Artificial Neural Networks

Artificial neural networks are the computational substrate of deep learning. They are best understood as layered mathematical transformations that learn complex, nonlinear functions from data through gradient-based optimization.

The Neuron

A single neuron computes a weighted sum of its inputs plus a bias, then applies an activation function:

z = w₁x₁ + w₂x₂ + ... + wₙxₙ + b
output = activation(z)

The weights and bias are learned during training. The activation function introduces nonlinearity — without it, stacking layers would still produce a linear model.

Network Architecture

Input layer    Hidden layer 1    Hidden layer 2    Output layer
[x₁]    →→→   [h₁]              [h₄]              [y₁]
[x₂]    →→→   [h₂]     →→→     [h₅]     →→→      [y₂]
[x₃]    →→→   [h₃]              [h₆]

Input layer: Passes raw features — no computation
Hidden layers: Learn intermediate representations
Output layer: Produces predictions (logits, regression values)

Building a Neural Network in PyTorch

import torch
import torch.nn as nn
import torch.optim as optim
from torch.utils.data import DataLoader, TensorDataset

class MLP(nn.Module):
    def __init__(self, input_dim, hidden_dims, output_dim, dropout=0.3):
        super().__init__()
        layers = []
        prev_dim = input_dim
        for hidden_dim in hidden_dims:
            layers.extend([
                nn.Linear(prev_dim, hidden_dim),
                nn.BatchNorm1d(hidden_dim),
                nn.ReLU(),
                nn.Dropout(dropout)
            ])
            prev_dim = hidden_dim
        layers.append(nn.Linear(prev_dim, output_dim))
        self.network = nn.Sequential(*layers)

    def forward(self, x):
        return self.network(x)

model = MLP(input_dim=20, hidden_dims=[128, 64, 32], output_dim=3)

Training Loop

optimizer = optim.Adam(model.parameters(), lr=1e-3, weight_decay=1e-4)
criterion = nn.CrossEntropyLoss()

for epoch in range(50):
    model.train()
    for X_batch, y_batch in train_loader:
        logits = model(X_batch)
        loss = criterion(logits, y_batch)
        optimizer.zero_grad()
        loss.backward()       # Compute gradients via backpropagation
        optimizer.step()      # Update weights

    model.eval()
    with torch.no_grad():
        test_logits = model(X_test_tensor)
        acc = (test_logits.argmax(dim=1) == y_test_tensor).float().mean()
    print(f"Epoch {epoch+1}: Accuracy = {acc:.4f}")

Backpropagation

Backpropagation uses the chain rule to compute how each weight contributes to the loss:

∂Loss/∂w₁ = ∂Loss/∂output × ∂output/∂z × ∂z/∂w₁

PyTorch’s autograd tracks operations in the forward pass and computes all gradients automatically when loss.backward() is called.
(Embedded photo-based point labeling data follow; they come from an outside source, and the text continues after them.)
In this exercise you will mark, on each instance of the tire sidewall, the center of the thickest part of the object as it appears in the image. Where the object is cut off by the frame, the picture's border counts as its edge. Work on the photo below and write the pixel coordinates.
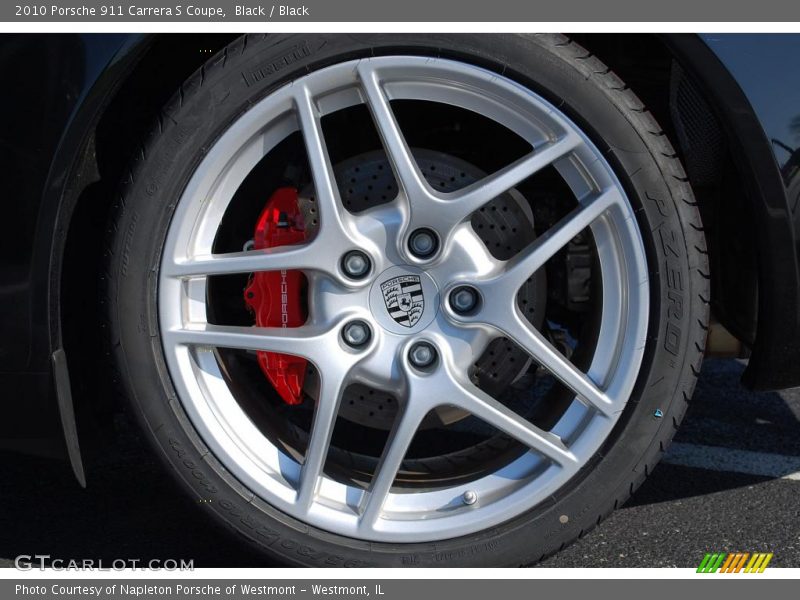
(211, 101)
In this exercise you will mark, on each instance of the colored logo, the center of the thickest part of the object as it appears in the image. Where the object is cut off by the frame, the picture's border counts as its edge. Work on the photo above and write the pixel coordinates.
(737, 562)
(403, 298)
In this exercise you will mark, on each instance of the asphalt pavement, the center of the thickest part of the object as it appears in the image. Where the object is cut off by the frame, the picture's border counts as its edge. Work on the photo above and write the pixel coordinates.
(731, 482)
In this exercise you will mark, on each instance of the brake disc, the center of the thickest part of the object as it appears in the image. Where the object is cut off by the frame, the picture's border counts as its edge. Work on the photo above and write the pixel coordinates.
(505, 225)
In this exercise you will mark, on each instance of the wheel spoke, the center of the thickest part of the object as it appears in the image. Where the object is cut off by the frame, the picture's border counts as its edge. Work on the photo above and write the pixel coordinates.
(463, 203)
(486, 408)
(310, 343)
(330, 395)
(402, 161)
(543, 352)
(396, 447)
(302, 257)
(543, 248)
(325, 187)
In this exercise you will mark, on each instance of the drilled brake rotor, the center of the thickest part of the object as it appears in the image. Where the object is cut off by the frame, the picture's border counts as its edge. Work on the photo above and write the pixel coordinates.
(505, 225)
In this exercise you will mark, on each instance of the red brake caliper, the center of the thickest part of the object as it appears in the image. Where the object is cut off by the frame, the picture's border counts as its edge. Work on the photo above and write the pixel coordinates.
(275, 296)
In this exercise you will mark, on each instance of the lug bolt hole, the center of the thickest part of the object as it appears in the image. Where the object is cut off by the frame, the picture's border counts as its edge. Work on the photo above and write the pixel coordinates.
(422, 355)
(356, 264)
(356, 334)
(464, 299)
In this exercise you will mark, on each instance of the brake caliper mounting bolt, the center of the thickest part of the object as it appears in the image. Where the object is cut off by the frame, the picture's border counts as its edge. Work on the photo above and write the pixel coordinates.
(423, 243)
(463, 299)
(356, 334)
(470, 497)
(422, 355)
(355, 264)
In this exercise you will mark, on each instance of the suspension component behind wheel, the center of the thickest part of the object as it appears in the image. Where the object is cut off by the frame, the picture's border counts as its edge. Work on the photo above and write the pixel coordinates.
(275, 297)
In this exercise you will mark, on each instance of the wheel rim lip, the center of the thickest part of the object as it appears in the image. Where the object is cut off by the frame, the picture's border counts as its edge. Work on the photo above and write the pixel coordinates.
(260, 465)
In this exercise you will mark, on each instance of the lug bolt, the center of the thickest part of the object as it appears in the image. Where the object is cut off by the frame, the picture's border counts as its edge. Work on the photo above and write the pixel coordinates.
(356, 334)
(355, 264)
(423, 243)
(422, 355)
(463, 299)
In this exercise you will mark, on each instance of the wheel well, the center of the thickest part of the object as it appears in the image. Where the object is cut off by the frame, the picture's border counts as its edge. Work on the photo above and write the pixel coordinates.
(690, 119)
(129, 116)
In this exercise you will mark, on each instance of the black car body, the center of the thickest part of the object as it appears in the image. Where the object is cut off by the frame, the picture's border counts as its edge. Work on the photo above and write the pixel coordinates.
(75, 108)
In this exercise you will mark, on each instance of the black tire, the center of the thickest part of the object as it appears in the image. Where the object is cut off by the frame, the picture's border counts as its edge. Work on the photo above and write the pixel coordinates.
(593, 97)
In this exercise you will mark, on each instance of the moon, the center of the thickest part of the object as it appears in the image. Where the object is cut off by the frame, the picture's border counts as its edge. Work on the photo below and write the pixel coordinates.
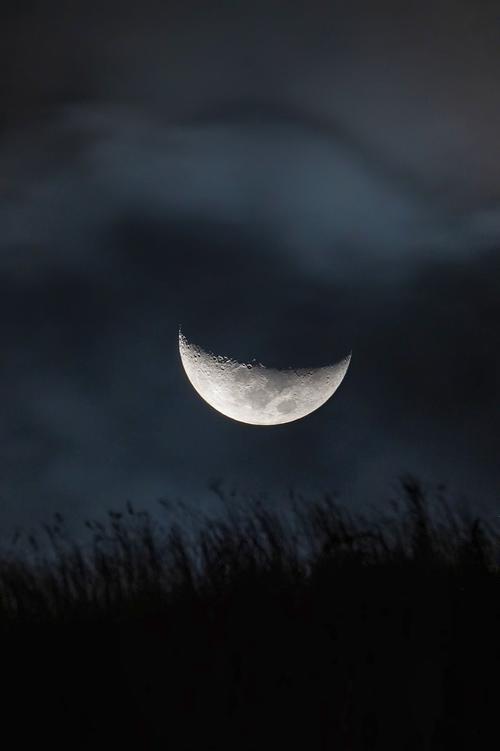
(255, 394)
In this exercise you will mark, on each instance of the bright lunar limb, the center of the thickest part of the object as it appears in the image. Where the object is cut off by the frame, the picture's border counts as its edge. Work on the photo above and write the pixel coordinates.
(255, 394)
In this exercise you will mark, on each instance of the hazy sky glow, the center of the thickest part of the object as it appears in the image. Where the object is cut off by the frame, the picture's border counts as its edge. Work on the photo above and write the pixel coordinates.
(290, 181)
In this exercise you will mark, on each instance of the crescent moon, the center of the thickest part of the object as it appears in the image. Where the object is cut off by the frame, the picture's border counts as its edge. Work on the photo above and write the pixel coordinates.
(255, 394)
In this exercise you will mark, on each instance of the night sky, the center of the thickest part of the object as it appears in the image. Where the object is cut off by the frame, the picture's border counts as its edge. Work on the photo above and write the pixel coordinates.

You don’t implement backprop manually — you design the forward pass and let the framework handle the rest.

Common Loss Functions

Task	Loss Function	PyTorch
Binary classification	Binary cross-entropy	`nn.BCEWithLogitsLoss()`
Multiclass	Cross-entropy	`nn.CrossEntropyLoss()`
Regression	MSE	`nn.MSELoss()`
Regression (robust)	Huber	`nn.HuberLoss()`

Neural networks are the foundation for CNNs, RNNs, Transformers, and every other deep learning architecture. Mastering this core loop — forward pass, loss, backward, update — is prerequisite for all advanced deep learning work.